Однажды, это было в районе станции Голодная Степь, после очередной работы мы возвращались в Ташкент. Нас отправили на телегах, запряженных волами. До станции километров тридцать. Волы идут медленно, телеги плывут по оси в грязи, моросит. Мы вымокли, промерзли насквозь. Зубы у всех стучат, ни пенье, ни рассказы больше на ум не идут. Ехало нас человек шестьдесят. На передней телеге — молоденькая учительница, почти девочка. В середине обоза — Иван Алексеевич Поликарпов, завуч. Я — на последней телеге. Хотя было темно, ребята увидели: передняя телега уже у станции. Надо спешить к поезду. Многие попрыгали с телеги и побежали. Попрыгали в грязь. А дорога делала поворот. Чтобы срезать его, один мальчик, самый маленький, щуплый, бросился с дороги.
Снег с дождем пошел, как назло, гуще.

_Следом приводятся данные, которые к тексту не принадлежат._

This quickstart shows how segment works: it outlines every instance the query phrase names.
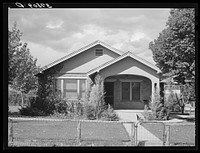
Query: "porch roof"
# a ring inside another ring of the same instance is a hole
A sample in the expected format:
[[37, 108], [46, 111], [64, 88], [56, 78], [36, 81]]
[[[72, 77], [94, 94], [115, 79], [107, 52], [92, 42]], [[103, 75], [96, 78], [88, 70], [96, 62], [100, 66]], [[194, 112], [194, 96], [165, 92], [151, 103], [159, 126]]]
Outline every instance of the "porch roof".
[[[80, 54], [80, 53], [82, 53], [82, 52], [84, 52], [84, 51], [96, 46], [96, 45], [101, 45], [101, 46], [103, 46], [105, 48], [108, 48], [109, 50], [117, 53], [118, 55], [122, 55], [124, 53], [124, 52], [122, 52], [122, 51], [120, 51], [120, 50], [118, 50], [116, 48], [111, 47], [110, 45], [108, 45], [108, 44], [106, 44], [106, 43], [104, 43], [104, 42], [102, 42], [100, 40], [97, 40], [97, 41], [95, 41], [95, 42], [93, 42], [93, 43], [91, 43], [91, 44], [89, 44], [87, 46], [84, 46], [84, 47], [82, 47], [82, 48], [80, 48], [80, 49], [78, 49], [78, 50], [76, 50], [76, 51], [74, 51], [74, 52], [72, 52], [72, 53], [70, 53], [70, 54], [68, 54], [68, 55], [66, 55], [66, 56], [64, 56], [64, 57], [62, 57], [62, 58], [60, 58], [60, 59], [48, 64], [48, 65], [46, 65], [46, 66], [44, 66], [44, 67], [42, 67], [41, 71], [39, 73], [42, 73], [43, 71], [45, 71], [45, 70], [47, 70], [47, 69], [49, 69], [49, 68], [51, 68], [51, 67], [53, 67], [53, 66], [55, 66], [55, 65], [57, 65], [59, 63], [61, 63], [61, 62], [63, 62], [65, 60], [68, 60], [68, 59], [70, 59], [70, 58], [72, 58], [72, 57], [74, 57], [74, 56], [76, 56], [76, 55], [78, 55], [78, 54]], [[39, 73], [37, 73], [37, 74], [39, 74]], [[35, 75], [37, 75], [37, 74], [35, 74]]]
[[104, 63], [104, 64], [100, 65], [97, 68], [94, 68], [94, 69], [90, 70], [87, 73], [87, 75], [91, 75], [91, 74], [93, 74], [95, 72], [99, 72], [100, 70], [102, 70], [102, 69], [104, 69], [104, 68], [106, 68], [106, 67], [108, 67], [108, 66], [110, 66], [110, 65], [112, 65], [112, 64], [114, 64], [114, 63], [116, 63], [116, 62], [118, 62], [118, 61], [120, 61], [120, 60], [122, 60], [124, 58], [126, 58], [126, 57], [131, 57], [131, 58], [139, 61], [140, 63], [143, 63], [144, 65], [146, 65], [146, 66], [152, 68], [153, 70], [157, 71], [157, 73], [161, 72], [160, 69], [158, 67], [156, 67], [155, 65], [151, 64], [150, 62], [148, 62], [148, 61], [146, 61], [146, 60], [134, 55], [130, 51], [128, 51], [128, 52], [124, 53], [123, 55], [121, 55], [121, 56], [119, 56], [119, 57], [117, 57], [117, 58], [115, 58], [113, 60], [110, 60], [107, 63]]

Стало совсем темно, и очки мне залепило. И тут слышу: мальчик кричит, плачет. Я бросилась на голос. Паренек увяз по колено в огромной луже, образовавшейся у водокачки. Я сама чувствовала, что вязну глубже. Ботинки у меня сползают с ног, на плечах рюкзак, в руке продукты на всех, обхватила мальчика. Он приободрился, пошел сам. Добрались до твердого места. Впереди, слышно, пыхтит поезд. Вот-вот отойдет. Вдруг смотрю: маячит фигурка. Узнала девочку Надю. Наказываю ей:
— Бегите на поезд скорее. Его переодевайте, как сможете, закутайте.

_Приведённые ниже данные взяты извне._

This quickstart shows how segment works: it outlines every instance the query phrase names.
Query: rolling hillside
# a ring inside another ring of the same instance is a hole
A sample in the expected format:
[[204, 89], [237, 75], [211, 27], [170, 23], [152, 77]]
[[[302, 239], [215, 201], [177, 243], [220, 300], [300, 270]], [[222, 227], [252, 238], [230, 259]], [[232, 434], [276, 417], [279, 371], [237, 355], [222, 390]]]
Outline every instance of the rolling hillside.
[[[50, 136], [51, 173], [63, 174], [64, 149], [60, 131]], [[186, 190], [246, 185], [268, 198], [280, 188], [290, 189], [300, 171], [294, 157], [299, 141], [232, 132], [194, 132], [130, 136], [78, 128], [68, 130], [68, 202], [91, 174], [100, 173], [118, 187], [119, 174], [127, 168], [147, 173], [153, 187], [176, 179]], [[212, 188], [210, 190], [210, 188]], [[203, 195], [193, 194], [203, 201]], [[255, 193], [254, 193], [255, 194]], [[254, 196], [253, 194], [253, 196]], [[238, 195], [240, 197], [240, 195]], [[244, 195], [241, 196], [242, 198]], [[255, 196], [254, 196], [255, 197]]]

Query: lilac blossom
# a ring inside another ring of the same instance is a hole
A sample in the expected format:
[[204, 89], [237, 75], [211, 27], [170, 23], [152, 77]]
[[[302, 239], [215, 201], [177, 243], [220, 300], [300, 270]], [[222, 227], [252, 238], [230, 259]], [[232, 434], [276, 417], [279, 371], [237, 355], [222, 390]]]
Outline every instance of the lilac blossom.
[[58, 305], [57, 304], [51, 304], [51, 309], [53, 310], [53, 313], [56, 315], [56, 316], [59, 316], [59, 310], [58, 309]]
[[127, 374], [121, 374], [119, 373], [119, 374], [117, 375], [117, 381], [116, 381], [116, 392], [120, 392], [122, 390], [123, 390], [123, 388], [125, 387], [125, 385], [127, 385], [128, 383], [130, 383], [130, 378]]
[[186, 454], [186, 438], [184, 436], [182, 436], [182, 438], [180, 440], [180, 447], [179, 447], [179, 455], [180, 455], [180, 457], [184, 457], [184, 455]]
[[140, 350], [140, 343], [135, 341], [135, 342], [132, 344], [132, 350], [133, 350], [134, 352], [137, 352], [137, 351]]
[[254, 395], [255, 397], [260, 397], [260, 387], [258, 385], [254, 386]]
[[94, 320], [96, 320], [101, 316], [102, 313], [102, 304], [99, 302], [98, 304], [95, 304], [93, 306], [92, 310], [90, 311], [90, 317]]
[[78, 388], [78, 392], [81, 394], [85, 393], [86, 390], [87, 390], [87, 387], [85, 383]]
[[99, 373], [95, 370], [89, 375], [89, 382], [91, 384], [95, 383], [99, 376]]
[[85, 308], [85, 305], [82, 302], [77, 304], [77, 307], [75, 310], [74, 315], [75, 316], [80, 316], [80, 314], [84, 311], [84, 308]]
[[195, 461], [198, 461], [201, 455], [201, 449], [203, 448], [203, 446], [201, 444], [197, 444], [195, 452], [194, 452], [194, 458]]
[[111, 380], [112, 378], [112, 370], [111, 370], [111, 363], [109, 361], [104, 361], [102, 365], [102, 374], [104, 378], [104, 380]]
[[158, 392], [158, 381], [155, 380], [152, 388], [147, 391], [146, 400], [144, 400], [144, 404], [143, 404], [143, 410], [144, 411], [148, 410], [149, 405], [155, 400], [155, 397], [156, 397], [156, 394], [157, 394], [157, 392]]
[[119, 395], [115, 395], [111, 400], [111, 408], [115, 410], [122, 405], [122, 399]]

Надя и мальчик скрылись в темноте. Хочу идти, а тут ногу свело, и боль нестерпимая — я не устояла, упала. Лежу в глине. Тру ногу, а руки тоже мокрые, грязные. Ничего не могу сделать. Решаю добраться ползком. Позвала на помощь. Никого. Ползу. Думаю: «В движении согреюсь, и нога разогнется». Тут опять замаячила девичья фигурка. А поезд запыхтел сильнее, дал гудок и пошел. Все. Уехали наши ребята.
— Надя? А как же поезд?
— Не могла же я ехать, когда вы здесь?!
Получилось так: Надя только успела довести мальчика, передать его ребятам. И побежала ко мне.
Меня ожидали в чайхане Иван Алексеевич и учительница.

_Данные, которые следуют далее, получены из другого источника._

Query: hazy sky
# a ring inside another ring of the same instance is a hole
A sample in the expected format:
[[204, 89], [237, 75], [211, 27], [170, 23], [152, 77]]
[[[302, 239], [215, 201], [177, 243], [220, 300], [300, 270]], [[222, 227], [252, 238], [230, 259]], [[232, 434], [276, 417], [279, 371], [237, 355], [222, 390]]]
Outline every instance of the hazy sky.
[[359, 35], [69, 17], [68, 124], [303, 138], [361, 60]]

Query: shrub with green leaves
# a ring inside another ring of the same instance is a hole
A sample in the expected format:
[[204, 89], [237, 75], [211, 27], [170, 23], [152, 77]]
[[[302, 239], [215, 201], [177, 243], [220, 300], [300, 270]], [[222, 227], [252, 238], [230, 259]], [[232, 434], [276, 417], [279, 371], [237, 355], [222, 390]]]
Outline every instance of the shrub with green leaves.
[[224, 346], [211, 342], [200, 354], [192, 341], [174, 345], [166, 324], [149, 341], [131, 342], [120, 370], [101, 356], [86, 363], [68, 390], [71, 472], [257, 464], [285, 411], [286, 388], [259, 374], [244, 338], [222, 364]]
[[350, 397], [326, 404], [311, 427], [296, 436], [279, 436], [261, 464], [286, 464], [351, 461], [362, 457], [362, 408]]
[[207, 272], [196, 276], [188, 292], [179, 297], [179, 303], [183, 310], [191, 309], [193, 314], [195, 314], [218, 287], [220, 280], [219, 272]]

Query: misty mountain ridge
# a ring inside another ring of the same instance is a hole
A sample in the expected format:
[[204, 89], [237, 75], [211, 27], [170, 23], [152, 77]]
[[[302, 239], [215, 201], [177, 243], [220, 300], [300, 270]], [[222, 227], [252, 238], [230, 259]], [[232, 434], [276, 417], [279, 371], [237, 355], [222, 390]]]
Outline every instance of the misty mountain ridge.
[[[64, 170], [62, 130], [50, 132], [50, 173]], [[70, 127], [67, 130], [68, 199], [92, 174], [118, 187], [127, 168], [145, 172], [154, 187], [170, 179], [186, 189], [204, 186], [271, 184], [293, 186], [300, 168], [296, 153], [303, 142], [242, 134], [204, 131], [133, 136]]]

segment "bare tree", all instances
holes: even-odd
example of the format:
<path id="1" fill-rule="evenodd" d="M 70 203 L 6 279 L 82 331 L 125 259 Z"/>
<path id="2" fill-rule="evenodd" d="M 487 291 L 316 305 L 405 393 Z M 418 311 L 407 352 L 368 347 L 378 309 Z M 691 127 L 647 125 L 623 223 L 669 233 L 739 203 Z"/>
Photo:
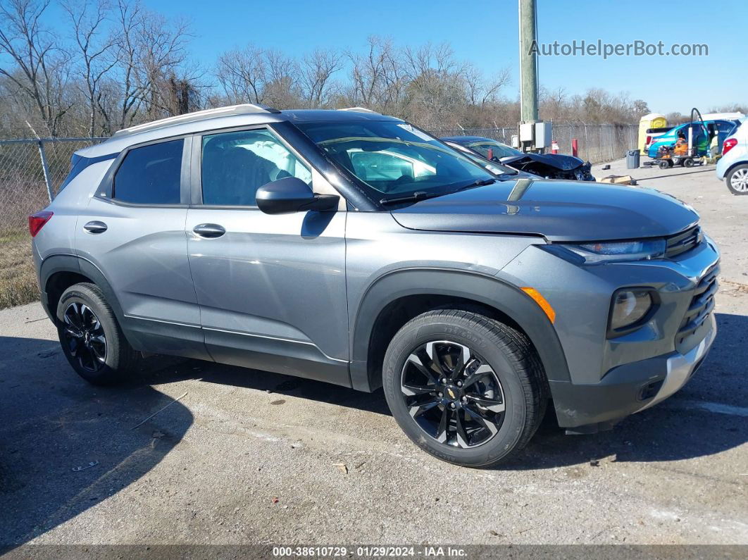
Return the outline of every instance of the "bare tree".
<path id="1" fill-rule="evenodd" d="M 299 71 L 303 95 L 310 107 L 327 105 L 332 86 L 332 76 L 343 68 L 343 55 L 316 49 L 301 60 Z"/>
<path id="2" fill-rule="evenodd" d="M 247 45 L 218 56 L 215 76 L 234 103 L 261 103 L 266 81 L 263 52 Z"/>
<path id="3" fill-rule="evenodd" d="M 367 38 L 364 55 L 349 52 L 352 93 L 351 102 L 380 110 L 398 110 L 408 79 L 402 55 L 388 38 Z"/>
<path id="4" fill-rule="evenodd" d="M 14 67 L 0 67 L 17 94 L 27 96 L 49 133 L 57 135 L 60 120 L 72 105 L 64 100 L 67 53 L 41 23 L 49 0 L 7 0 L 0 4 L 0 55 Z"/>
<path id="5" fill-rule="evenodd" d="M 462 70 L 470 105 L 483 107 L 494 101 L 499 92 L 511 81 L 509 68 L 503 68 L 490 78 L 472 64 L 466 64 Z"/>
<path id="6" fill-rule="evenodd" d="M 106 0 L 67 1 L 62 4 L 72 25 L 73 40 L 79 56 L 79 74 L 85 89 L 88 105 L 88 135 L 96 132 L 96 117 L 100 102 L 100 84 L 105 76 L 117 64 L 109 56 L 114 49 L 114 36 L 104 28 L 110 6 Z"/>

Поезд нам пришлось ждать два дня. Но я убедилась, насколько хорошие у нас люди. Ведь в этом болотце я могла бы просто погибнуть в такую глухую и холодную ночь. А каждому так хотелось домой! Все замерзли, устали. Но вот же: отправили учеников, а сами остались, и девочка Надя так просто отказалась от тепла, возвращения домой, отдыха.
И настал день, когда по всему Ташкенту, будто стайки стрижей, понеслись мальчишки. Они кричали одно слово: «Победа!». Все выбегали на улицу, а крик удалялся: «Победа-а-а-а!».
Люди вздохнули облегченно. И был общий праздник! Несмотря на то, что не было, наверное, семьи, не потерявшей в войне своих близких. Зато знали: больше никого не убьют!
Вскоре мне вручили медаль «За доблестный труд в Великой Отечественной войне».
Опять Дальний Восток
После войны Лева служил и летал на Дальнем Востоке. Вернулись и мы в знакомые края. Обосновались в городке Спасске-Дальнем. «Штурмовые ночи Спасска» — о нем.